Moi. j’aime Michel ; mais j’aime encore mieux la vérité. Assez ressemblant; il peut dire à ceux qui le reconnaissent pas, comme le jardinier de l’opéra-comique: « C’est qu’il ne m’a jamais vu sans perruque. » Très vivant; c’est sa douceur, avec sa vivacité, mais trop jeune, tête trop petite, joli comme une femme lorgnant, souriant, mignard, faisant le petit bec, la bouche en cœur; rien de la sagesse de couleur du Cardinal de Choiseul; et puis un luxe de vêtement à ruiner le pauvre littérateur, si le receveur de la capitation vient à l’imposer sur sa robe de chambre. L’écritoire, les livres, les accessoires aussi bien qu’il est possible, quand on a voulu la couleur brillante et qu’on veut être harmonieux. Pétillant de près, vigoureux de loin, surtout les chairs. Du reste, de belles mains bien modelées, excepté la gauche qui n’est pas dessinée. On le voit de face; il a la tête nue; son toupet gris, avec sa mignardise, lui donne l’air d’une vieille coquette qui fait encore l’aimable ; la position d’un secrétaire d’État et non d’un philosophe. La fausseté du premier moment a influé sur tout le reste. C’est cette folle de madame Van Loo qui venait jaser avec lui, tandis qu’on le peignait, qui lui a donné cet air là, et qui a tout gâté.
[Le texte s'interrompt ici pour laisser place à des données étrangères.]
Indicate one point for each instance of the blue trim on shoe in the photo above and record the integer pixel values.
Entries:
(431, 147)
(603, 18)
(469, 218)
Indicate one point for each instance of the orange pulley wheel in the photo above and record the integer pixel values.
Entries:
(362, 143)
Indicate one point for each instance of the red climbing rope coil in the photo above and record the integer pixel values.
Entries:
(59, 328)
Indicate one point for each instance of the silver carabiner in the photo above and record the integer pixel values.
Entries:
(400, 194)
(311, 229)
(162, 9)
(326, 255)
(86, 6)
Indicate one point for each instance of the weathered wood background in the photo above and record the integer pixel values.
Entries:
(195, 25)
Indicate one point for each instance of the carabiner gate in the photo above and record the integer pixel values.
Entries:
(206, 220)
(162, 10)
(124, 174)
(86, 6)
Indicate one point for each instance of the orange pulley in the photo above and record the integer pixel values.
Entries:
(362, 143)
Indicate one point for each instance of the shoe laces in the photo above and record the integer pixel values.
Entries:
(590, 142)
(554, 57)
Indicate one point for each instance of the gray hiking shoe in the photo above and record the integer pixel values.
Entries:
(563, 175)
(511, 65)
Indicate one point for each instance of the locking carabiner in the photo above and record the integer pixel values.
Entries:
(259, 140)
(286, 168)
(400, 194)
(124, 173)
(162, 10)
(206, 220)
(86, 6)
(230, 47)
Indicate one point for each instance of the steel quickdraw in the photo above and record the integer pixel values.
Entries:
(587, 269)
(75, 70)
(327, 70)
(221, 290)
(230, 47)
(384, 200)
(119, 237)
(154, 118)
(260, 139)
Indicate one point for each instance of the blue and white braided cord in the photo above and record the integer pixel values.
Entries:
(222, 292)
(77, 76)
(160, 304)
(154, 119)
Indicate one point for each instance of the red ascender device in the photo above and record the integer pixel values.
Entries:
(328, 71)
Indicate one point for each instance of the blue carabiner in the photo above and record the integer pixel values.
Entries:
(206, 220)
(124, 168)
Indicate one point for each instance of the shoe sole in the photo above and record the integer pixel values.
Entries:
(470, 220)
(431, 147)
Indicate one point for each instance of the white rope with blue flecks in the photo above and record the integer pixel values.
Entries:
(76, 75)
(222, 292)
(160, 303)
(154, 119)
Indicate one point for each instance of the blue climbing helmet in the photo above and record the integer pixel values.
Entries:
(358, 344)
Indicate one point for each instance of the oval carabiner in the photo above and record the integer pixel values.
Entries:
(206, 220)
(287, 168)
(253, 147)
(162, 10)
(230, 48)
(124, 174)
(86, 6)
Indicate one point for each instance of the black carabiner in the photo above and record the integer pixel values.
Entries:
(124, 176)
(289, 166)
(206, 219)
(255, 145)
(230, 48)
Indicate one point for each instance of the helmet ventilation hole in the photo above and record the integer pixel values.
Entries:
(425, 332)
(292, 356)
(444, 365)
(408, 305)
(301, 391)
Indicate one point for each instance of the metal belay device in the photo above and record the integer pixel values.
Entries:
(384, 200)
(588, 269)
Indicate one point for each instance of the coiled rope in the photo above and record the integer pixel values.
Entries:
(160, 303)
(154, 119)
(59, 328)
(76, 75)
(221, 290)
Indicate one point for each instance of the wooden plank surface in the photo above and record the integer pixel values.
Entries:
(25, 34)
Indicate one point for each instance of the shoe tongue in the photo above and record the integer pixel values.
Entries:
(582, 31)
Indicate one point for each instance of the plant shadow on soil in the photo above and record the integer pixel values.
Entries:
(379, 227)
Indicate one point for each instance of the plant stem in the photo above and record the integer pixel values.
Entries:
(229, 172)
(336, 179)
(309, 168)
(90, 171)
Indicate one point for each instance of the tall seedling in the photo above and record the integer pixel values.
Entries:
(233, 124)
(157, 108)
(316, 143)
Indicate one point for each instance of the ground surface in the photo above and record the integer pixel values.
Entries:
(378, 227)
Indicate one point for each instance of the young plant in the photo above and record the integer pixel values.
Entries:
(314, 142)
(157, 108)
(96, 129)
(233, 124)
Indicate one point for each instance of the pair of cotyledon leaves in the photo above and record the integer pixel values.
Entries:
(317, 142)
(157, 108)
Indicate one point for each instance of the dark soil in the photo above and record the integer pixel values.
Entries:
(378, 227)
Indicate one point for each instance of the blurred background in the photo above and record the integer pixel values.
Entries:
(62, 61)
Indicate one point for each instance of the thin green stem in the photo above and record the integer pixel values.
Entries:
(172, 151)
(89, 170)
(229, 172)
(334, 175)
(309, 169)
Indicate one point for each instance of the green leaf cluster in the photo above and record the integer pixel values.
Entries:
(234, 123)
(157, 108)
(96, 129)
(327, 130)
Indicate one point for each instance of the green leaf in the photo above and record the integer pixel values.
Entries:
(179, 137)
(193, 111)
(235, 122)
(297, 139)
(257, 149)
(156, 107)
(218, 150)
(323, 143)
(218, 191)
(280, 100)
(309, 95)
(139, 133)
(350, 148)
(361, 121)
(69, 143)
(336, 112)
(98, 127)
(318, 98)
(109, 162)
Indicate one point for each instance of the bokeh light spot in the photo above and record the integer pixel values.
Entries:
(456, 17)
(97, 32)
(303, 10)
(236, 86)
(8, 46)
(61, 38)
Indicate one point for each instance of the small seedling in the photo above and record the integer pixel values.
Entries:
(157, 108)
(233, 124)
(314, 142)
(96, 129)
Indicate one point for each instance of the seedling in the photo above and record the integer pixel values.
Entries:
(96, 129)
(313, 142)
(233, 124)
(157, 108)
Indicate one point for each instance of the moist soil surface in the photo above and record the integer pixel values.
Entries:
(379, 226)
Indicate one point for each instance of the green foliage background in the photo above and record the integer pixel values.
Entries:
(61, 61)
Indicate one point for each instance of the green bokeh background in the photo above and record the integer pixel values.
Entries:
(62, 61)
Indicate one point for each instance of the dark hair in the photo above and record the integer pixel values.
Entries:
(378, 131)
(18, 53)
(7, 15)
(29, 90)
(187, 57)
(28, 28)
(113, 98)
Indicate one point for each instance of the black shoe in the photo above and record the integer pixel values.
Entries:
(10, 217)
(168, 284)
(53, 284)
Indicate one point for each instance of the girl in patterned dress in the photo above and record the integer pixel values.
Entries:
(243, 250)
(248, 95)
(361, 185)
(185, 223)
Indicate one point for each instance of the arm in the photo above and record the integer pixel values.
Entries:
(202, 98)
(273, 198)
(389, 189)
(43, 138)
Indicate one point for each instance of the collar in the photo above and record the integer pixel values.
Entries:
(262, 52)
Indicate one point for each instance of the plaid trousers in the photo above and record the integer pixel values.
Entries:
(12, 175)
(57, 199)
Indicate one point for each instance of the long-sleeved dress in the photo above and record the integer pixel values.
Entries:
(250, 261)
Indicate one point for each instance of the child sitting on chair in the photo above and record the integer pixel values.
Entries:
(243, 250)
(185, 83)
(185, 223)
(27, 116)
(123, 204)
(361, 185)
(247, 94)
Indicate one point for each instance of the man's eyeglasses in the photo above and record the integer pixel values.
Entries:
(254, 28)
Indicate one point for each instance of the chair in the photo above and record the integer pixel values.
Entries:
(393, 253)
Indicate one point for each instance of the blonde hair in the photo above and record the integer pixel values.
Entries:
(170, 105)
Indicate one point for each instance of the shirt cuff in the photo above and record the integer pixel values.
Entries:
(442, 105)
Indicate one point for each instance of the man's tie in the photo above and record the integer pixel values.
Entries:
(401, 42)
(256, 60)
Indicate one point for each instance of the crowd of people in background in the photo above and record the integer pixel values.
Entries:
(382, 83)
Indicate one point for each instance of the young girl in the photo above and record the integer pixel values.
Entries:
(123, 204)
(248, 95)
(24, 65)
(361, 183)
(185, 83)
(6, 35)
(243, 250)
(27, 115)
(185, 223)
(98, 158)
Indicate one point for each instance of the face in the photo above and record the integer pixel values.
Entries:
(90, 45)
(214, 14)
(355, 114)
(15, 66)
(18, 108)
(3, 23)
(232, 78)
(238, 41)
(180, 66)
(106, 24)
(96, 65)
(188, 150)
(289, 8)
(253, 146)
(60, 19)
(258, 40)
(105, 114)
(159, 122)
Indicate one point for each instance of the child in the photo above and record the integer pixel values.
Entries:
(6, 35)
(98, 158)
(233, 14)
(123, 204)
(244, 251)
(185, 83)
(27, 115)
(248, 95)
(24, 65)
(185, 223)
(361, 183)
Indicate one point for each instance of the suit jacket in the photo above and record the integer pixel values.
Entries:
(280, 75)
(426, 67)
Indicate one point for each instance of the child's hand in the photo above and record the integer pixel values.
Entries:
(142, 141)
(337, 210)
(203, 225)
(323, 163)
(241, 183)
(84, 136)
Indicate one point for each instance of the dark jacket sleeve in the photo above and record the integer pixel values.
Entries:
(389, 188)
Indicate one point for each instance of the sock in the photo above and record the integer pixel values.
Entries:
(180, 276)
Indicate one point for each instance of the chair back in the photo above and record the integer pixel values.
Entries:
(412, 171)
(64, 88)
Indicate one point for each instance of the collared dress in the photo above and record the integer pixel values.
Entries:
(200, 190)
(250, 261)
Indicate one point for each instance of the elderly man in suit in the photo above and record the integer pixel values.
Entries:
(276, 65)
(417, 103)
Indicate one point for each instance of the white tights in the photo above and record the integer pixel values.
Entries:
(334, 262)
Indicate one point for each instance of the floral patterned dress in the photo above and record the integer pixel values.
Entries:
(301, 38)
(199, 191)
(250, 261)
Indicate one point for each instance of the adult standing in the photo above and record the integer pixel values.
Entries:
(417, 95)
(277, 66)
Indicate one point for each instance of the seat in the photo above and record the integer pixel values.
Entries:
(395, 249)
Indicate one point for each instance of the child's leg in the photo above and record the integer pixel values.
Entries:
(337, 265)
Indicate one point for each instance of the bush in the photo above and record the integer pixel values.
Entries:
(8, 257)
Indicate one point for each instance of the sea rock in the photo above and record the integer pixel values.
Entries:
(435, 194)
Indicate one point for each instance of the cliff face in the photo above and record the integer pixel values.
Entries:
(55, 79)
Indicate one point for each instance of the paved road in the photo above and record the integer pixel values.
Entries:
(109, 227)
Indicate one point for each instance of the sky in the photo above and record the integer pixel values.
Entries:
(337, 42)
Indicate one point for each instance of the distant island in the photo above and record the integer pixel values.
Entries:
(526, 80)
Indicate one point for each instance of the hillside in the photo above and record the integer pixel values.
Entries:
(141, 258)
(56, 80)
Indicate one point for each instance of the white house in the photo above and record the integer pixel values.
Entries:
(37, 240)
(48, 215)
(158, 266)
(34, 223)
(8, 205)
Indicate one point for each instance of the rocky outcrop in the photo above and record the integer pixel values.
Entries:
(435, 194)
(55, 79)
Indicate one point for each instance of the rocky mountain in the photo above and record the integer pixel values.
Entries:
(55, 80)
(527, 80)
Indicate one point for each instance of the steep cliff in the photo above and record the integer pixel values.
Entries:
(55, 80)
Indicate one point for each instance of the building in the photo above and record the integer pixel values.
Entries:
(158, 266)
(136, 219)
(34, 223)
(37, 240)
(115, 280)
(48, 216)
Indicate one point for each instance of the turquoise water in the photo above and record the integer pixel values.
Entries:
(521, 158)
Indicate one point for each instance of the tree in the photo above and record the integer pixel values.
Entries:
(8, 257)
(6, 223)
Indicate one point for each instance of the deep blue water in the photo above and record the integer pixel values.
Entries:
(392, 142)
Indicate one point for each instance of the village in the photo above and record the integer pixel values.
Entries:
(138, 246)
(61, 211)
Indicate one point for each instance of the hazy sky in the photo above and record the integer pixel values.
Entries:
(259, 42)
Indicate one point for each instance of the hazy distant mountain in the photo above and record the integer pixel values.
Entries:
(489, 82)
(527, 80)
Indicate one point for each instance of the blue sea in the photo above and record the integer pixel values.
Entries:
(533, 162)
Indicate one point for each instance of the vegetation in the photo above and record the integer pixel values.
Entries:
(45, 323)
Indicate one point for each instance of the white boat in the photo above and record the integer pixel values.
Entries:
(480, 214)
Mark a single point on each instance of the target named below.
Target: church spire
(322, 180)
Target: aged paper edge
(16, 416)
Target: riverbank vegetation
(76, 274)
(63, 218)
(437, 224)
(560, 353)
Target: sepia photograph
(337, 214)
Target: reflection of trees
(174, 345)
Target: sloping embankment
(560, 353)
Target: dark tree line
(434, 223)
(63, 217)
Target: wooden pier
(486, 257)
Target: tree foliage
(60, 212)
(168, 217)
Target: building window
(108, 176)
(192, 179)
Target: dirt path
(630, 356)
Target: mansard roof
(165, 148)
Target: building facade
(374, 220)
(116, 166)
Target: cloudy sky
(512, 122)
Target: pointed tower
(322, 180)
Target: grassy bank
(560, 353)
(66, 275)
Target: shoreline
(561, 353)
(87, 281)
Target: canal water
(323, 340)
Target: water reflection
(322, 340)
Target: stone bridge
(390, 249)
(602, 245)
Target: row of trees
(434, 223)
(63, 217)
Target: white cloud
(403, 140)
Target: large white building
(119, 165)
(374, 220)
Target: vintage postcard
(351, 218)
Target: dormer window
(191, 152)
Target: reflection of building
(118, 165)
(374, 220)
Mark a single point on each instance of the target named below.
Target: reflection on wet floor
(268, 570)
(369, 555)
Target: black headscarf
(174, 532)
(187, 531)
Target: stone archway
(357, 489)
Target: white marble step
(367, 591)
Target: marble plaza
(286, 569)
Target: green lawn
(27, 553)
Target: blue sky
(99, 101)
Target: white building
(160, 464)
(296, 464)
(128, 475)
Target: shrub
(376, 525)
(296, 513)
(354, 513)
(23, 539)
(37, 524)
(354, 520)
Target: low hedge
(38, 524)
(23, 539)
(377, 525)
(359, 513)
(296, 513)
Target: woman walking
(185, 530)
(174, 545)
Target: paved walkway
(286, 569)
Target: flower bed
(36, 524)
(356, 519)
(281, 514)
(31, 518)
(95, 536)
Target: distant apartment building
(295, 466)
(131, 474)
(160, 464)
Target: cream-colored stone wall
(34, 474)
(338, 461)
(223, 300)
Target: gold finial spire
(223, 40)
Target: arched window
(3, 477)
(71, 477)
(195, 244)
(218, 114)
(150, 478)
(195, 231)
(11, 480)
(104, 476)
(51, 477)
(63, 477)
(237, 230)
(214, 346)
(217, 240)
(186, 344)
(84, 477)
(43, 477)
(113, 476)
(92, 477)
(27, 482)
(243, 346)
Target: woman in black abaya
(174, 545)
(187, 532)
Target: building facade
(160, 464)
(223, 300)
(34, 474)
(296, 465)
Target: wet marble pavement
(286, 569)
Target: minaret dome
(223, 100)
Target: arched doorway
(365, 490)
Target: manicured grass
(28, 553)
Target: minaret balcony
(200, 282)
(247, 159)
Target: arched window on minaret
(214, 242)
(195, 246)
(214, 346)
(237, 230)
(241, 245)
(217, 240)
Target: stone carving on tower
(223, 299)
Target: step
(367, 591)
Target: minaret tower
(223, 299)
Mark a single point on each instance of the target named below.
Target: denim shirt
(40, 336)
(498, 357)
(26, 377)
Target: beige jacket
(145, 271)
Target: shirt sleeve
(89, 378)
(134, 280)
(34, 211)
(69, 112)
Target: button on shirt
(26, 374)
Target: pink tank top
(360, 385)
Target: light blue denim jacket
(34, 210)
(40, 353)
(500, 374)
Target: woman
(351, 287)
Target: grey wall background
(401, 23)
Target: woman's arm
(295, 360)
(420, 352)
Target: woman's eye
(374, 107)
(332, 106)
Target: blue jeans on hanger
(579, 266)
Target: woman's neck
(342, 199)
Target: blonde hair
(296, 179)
Si elle s’était mise à son clavecin, et qu’elle eût préludé ou chanté,

Non ha ragione, ingrato
Un core abbandonato

ou quelque morceau du même genre, le philosophe sensible eût pris un tout autre caractère; et le portrait s’en serait ressenti. Ou mieux encore, il fallait le laisser seul, et l’abandonner à sa rêverie. Alors sa bouche se serait entr’ouverte, ses regards distraits se seraient portés au loin, le travail de sa tête, fortement occupée, se serait peint sur son visage; et Michel eût fait une belle chose. Mon joli philosophe, vous me serez à jamais un témoignage précieux de l’amitié d’un artiste, excellent artiste, plus excellent homme. Mais que diront mes petits-enfants, lorsqu’ils viendront à comparer mes tristes ouvrages avec ce riant, mignon, efféminé, vieux coquet-là ? Mes enfants, je vous préviens que ce n’est pas moi. J’avais en une journée cent physionomies diverses, selon la chose dont j’étais affecté. J’étais serein, triste, rêveur, tendre, violent, passionné, enthousiaste; mais je fus jamais tel que vous me voyez là.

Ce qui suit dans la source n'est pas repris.